The conference opened with a screening of the feature length documentary 48 (2009) with Portuguese filmmaker Susana De Sousa. Composed entirely of still image portraits taken by various police and security forces of captured political dissidents during the Portuguese dictatorship (1926-1974), the film looks simple but isn’t. As De Sousa noted, she contrasted the official history inscribed in the images with the unofficial history of the sound of the resistance.
The voices of the prisoners, involved in different resistance movements both above ground and underground, describe their political work and how they survived physical and mental torture, including sleep deprivation where prisoners were kept awake for 18 days, endless bouts of dysentary, nails ripped off, bodies assaulted.
We never see current images of the political activists and internees who narrate their stories. Instead, we scrutinize the way the military and security forces rendered their faces into historical records. De Sousa explained that she decided to never show the people "because that would divide the film into times, the present and the past, and I wanted to bring the experience and memories to the present, in a more complex temporality with the images.” The film does not focus on individuals, but instead exposes the system of the fascist dictatorship in Portugal, a history still repressed and silenced.
Organized by documentary scholars Alisa Lebow (Brunel University)and Michael Chanan (Roehampton University), the annual Documentary Now! Conference in London bills itself as a “conference on the contemporary contexts and possibilities of the documentary.” Lebow and Chanan have written extensively on the forms and function of the committed documentary.
Both have championed moving documentary film studies away from its American/Eurocentric axis: Lebow has not only advanced queer documentary, but Turkish Cinema, and Chanan is a leading figure in writing about Cuban and Latin American Cinema.
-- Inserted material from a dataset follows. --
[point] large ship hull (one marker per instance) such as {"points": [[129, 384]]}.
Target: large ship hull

The conference bears their imprint, because its organization refuses to accept safe categories or traditional thinking about documentary. For example, smaller symposia often feature mostly senior, established scholars. But Lebow and Chanan programmed almost as many PhD students as senior level heavyweights.
In the context of the mammoth job-marketing, career-advancing conferences mounted by the likes of the Society for Cinema and Media Studies (SCMS) and the International Communication Association (ICA), the intense collegiality and think tank intensities of a smaller conference like Documentary Now function as a most welcome and much-needed respite. Documentary Now offers a place to test out new edgy ideas, connect with scholars and makers pushing the envelope of scholarship, and engage in conversations about ideas rather than about program cuts, tenure battles, and the end of the humanities as we used to know it.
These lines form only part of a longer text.